Oui, ce dernier s’arrogeait le droit, comme tant d’autres avant lui certes (mais eux, sans le sou) de repeindre, qui plus est des déjections à pâmer les crétins, sur une œuvre ancienne d’un inconnu (non monnayable). Le douanier Rousseau le faisait régulièrement, mais décent, c’était de la toile de ses propres tableaux dont il se resservait.
Oui, je sais aussi, par exemple, les pierres taillées et même sculptées en remplois dans les monuments sont une pratique courante de tous les temps qui ne voient que par faire du neuf (le plus moche et sans goût, le plus toc et sans qualité, et le moins esthétique soit-il de nos jours) ; que par les destructions de « déviances » esthétiques, religieuses, etc. (dans ce va-et-vient incessant et rarement nuancé entre les interdits qui brisent les hommes et la liberté expressive ; et la liberté sans frein qui tombe généralement dans le laisser-aller de la décadence de gens amorphes et non goûteux, ni goûtés et au court hédoniste béat et satisfait) ; et pour finir, que par la mise au rebut de « vieux machins passés de mode ». Je me répète, l’Homme est en règle générale un abruti. Un imbécile heureux. Surtout à notre époque de déclin.
Les sous-artistes de la décadence eux-mêmes sont évidemment, sui generis, assez vils et irrespectueux, petits et médiocres rebelles de banlieues, pour renier toute attache et tout respect dévolu au Passé de leur art, ou de ce qui semble avoir été leur « art » car on en doute à voir les immondices qu’ils produisent et dont ils tirent pour certains gros profits. Ainsi en fut-il de nombre de plaisantins, d’un Matthieu par exemple ou d’un Buffet (mais, paix à leurs âmes !).
Où est le temps où des peintres respectueux, amoureux frileux et dévots des œuvres de leurs ancêtres en art, passaient couramment, naturellement des heures, des jours, des semaines, des mois, des années parfois, à recopier des tableaux sur l’original. Ou à se réjouir, non sans nostalgie parfois et loin du petit Liré, d’effectuer le voyage italien obligé. Ce temps est mort. L’art est mort. Sa sacralité surtout. Enfin, tout est mort de l’essence élevée de l’homme ; la société est devenue folle.
En notre temps où la grégarité innée de l’animalcule humain n’a autant été développée, humanoïde qui se croit déviant, libre et à bougeotte « nomade » (mais pas manouche, ni Rrom, monsieur, « citoyen du monde ») ; alors qu’il s’emmerde comme un rat mort, ne crée rien et consomme tel un gogo ; le premier imbécile venu est poussé à s’extasier devant le dernier étron mis en avant (et en vente) par la réclame des gazettes de la propagande et du divertissement, autrement dit du détournement de la Pensée réellement créatrice et agissante.
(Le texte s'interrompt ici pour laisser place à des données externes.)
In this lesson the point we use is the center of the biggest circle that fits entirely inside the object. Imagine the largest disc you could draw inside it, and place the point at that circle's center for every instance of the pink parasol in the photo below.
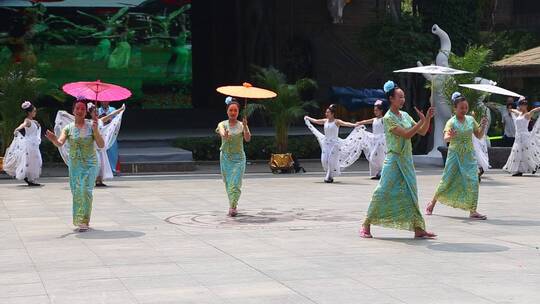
(96, 90)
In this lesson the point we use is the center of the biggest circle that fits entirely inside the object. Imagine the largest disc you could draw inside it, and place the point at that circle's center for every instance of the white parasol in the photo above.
(432, 70)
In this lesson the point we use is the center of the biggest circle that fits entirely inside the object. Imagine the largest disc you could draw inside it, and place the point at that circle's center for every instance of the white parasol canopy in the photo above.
(433, 70)
(490, 89)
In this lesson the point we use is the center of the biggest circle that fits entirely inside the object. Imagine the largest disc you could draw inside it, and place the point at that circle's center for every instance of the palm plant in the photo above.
(19, 82)
(287, 107)
(476, 60)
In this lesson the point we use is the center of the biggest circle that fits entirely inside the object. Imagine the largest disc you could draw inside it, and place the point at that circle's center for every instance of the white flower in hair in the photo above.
(90, 106)
(25, 105)
(456, 95)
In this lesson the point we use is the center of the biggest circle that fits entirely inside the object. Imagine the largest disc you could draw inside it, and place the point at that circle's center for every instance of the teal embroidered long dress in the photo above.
(232, 160)
(395, 201)
(458, 187)
(83, 170)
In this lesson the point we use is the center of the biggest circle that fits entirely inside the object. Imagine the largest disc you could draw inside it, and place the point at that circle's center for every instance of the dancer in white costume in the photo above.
(375, 150)
(109, 132)
(23, 158)
(337, 153)
(525, 155)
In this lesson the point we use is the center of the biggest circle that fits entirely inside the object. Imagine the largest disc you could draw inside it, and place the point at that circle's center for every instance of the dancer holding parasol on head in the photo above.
(23, 158)
(233, 133)
(458, 187)
(395, 201)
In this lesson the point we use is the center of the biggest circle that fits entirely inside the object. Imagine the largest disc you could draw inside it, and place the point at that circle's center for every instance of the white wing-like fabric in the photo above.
(63, 119)
(481, 152)
(534, 144)
(109, 132)
(317, 133)
(14, 155)
(350, 148)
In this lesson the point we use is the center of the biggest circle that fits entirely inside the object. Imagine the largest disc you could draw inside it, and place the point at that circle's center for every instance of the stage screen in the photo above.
(142, 45)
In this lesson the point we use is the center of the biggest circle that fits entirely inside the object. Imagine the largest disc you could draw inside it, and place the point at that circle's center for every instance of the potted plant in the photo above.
(19, 82)
(288, 106)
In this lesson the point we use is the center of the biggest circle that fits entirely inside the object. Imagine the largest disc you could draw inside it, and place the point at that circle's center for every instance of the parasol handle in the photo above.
(245, 107)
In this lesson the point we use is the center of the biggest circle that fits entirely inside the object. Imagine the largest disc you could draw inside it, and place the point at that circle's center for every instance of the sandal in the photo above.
(478, 216)
(429, 211)
(365, 234)
(233, 212)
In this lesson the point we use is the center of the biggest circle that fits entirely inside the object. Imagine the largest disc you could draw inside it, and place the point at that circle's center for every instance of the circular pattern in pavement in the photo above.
(269, 218)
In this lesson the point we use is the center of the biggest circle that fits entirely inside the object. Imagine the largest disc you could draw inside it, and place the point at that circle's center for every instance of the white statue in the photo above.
(336, 10)
(443, 111)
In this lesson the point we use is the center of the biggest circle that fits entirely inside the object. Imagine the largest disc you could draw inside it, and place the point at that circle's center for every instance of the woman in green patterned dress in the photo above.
(81, 135)
(232, 157)
(458, 187)
(395, 201)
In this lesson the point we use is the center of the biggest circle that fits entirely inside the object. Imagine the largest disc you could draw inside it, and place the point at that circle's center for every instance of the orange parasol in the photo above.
(246, 91)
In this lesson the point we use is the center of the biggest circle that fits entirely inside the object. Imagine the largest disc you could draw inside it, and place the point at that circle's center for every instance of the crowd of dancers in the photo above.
(86, 139)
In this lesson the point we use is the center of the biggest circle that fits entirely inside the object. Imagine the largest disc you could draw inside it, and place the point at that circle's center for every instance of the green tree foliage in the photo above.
(398, 44)
(459, 18)
(287, 107)
(506, 43)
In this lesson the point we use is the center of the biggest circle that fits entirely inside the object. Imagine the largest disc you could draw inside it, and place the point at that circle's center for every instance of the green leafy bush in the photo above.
(260, 147)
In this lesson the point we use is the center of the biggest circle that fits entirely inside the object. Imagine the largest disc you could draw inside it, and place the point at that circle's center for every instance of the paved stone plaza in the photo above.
(166, 239)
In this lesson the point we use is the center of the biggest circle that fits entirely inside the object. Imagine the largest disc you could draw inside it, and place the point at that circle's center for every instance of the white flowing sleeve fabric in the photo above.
(481, 152)
(351, 148)
(109, 132)
(534, 144)
(63, 119)
(14, 155)
(320, 137)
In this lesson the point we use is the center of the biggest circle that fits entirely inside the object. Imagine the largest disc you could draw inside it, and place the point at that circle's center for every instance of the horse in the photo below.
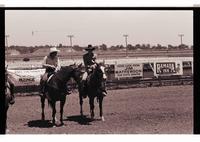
(7, 97)
(54, 91)
(95, 82)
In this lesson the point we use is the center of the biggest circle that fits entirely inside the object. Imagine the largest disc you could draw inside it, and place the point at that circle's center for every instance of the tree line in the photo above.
(103, 47)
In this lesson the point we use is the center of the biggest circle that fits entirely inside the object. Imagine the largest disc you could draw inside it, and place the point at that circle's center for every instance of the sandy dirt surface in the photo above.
(155, 110)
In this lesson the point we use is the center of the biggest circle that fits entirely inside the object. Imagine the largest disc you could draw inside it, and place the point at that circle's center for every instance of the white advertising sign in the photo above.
(27, 76)
(128, 70)
(168, 68)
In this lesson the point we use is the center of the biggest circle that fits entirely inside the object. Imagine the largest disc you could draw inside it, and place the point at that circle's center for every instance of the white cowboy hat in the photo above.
(54, 49)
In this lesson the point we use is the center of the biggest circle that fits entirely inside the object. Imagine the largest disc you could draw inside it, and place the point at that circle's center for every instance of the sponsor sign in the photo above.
(168, 68)
(128, 70)
(27, 76)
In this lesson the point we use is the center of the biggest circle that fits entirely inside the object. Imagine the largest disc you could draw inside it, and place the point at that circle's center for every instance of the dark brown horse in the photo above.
(7, 96)
(95, 86)
(54, 90)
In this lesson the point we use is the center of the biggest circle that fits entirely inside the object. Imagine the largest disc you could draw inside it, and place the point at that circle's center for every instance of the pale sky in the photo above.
(98, 27)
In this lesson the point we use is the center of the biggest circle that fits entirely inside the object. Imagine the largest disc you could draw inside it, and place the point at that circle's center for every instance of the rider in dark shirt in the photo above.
(89, 60)
(10, 85)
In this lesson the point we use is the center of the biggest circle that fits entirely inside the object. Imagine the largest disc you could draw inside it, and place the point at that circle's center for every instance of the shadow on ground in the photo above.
(40, 123)
(82, 120)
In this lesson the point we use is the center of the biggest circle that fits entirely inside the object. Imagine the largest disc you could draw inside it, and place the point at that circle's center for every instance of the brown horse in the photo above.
(54, 90)
(8, 97)
(95, 87)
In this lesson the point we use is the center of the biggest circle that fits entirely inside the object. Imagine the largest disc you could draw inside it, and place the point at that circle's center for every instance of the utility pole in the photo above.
(181, 36)
(7, 36)
(126, 36)
(70, 39)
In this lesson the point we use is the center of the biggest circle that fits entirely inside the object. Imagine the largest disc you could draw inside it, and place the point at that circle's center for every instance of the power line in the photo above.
(181, 36)
(126, 36)
(7, 36)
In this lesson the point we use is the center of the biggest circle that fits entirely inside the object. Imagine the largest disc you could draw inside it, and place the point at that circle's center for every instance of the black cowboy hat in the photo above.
(89, 48)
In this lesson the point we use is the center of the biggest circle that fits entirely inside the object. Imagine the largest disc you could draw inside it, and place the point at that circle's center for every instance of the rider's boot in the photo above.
(12, 100)
(68, 91)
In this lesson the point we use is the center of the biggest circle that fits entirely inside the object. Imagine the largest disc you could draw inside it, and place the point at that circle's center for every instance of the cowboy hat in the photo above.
(90, 48)
(54, 49)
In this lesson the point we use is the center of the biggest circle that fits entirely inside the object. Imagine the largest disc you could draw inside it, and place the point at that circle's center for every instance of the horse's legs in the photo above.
(62, 103)
(53, 104)
(100, 108)
(81, 104)
(42, 99)
(91, 100)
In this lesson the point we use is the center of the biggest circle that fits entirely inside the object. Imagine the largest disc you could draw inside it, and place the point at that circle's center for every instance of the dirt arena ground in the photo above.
(155, 110)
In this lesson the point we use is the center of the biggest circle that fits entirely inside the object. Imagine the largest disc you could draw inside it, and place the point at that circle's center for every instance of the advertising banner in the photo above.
(26, 76)
(128, 70)
(168, 68)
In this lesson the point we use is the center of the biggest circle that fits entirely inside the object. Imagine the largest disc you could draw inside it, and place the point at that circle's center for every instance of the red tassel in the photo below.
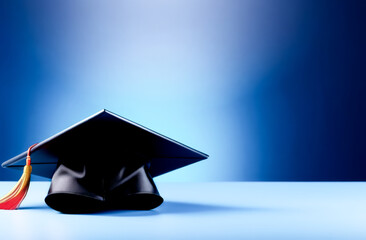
(14, 198)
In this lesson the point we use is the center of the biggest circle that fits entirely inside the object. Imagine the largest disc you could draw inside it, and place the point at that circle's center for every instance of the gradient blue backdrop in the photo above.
(271, 90)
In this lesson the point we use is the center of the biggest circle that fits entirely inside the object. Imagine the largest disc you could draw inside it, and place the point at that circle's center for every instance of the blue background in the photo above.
(271, 90)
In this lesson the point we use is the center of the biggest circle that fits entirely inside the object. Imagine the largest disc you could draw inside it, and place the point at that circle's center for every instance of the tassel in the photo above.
(14, 198)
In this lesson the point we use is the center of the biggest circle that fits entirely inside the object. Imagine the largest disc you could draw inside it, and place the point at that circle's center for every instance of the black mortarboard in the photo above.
(105, 162)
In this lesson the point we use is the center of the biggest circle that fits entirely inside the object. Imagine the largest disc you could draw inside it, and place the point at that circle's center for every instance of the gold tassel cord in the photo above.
(14, 198)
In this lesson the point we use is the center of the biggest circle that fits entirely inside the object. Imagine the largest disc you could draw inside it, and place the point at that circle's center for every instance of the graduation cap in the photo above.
(103, 162)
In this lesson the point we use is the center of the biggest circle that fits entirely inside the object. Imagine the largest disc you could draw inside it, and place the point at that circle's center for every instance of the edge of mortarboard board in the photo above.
(45, 163)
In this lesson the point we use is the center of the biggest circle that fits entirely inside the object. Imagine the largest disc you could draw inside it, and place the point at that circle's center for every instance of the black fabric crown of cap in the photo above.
(105, 162)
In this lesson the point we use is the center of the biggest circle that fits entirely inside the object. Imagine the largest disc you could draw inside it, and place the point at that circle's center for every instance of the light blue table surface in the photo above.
(211, 210)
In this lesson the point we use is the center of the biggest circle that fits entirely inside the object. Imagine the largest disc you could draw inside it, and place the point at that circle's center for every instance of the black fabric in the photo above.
(84, 185)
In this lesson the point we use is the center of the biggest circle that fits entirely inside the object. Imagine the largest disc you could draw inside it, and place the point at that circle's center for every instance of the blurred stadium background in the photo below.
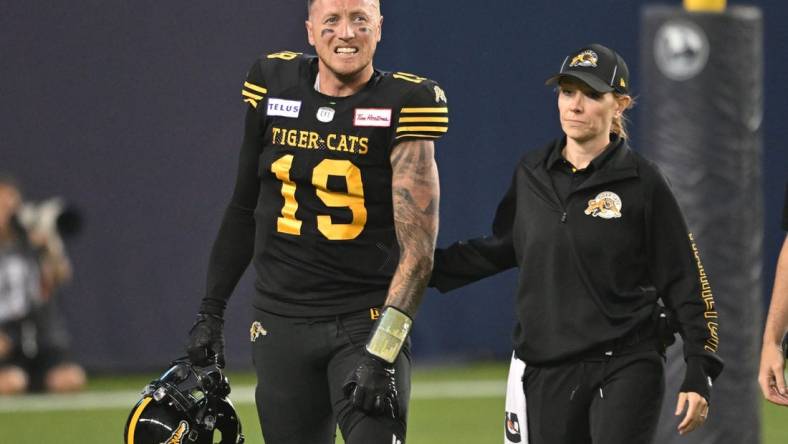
(131, 111)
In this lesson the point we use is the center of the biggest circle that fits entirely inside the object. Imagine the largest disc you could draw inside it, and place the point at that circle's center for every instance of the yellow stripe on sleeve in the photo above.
(425, 110)
(423, 119)
(135, 418)
(437, 129)
(246, 93)
(254, 87)
(429, 136)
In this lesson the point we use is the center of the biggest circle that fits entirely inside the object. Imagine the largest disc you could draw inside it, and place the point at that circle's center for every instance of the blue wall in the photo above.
(131, 110)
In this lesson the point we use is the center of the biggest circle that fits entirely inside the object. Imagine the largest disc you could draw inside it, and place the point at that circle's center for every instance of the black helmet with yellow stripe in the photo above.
(185, 405)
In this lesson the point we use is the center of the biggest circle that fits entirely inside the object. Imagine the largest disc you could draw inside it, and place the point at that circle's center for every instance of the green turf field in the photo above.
(442, 410)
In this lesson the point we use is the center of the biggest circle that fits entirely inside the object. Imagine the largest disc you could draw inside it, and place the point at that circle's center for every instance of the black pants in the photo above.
(602, 400)
(301, 366)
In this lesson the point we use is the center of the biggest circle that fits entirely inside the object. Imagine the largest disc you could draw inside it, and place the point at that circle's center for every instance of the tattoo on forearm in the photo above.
(415, 197)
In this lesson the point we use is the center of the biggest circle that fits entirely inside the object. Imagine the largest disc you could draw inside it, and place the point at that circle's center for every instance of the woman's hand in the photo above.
(697, 409)
(771, 377)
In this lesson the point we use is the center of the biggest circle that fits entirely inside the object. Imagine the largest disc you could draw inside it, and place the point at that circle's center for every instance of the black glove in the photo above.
(372, 388)
(206, 341)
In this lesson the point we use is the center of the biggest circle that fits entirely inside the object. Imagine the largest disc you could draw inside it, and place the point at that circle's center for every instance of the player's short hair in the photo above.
(309, 4)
Les procédés de « dépassement de l’art » eux-mêmes, d’un art moribond, moderniste et avant-gardiste de sa propre fin – je vois mal d’ailleurs comment on peut dépasser un art si non en l’annihilant, le détruisant, mettant ses œuvres au rencart – sont récupérés par la sous-société bourgeoise de la médiocrité sans âme ni vraies valeurs. Les artistounets (et je suis gentils) sont nolens volens tous surréalistes (pauvre Lautréamont !), lettristes (pauvre Isou !), situationnistes (pauvre Debord !), anarchistes (pauvre Anarchie !) et néo-néantesques assumés et voulus comme tels… Fiers de l’être et de se foutre de la gueule de l’Art et de leurs contemporains. Ils illustrent la mort inéluctable de notre civilisation.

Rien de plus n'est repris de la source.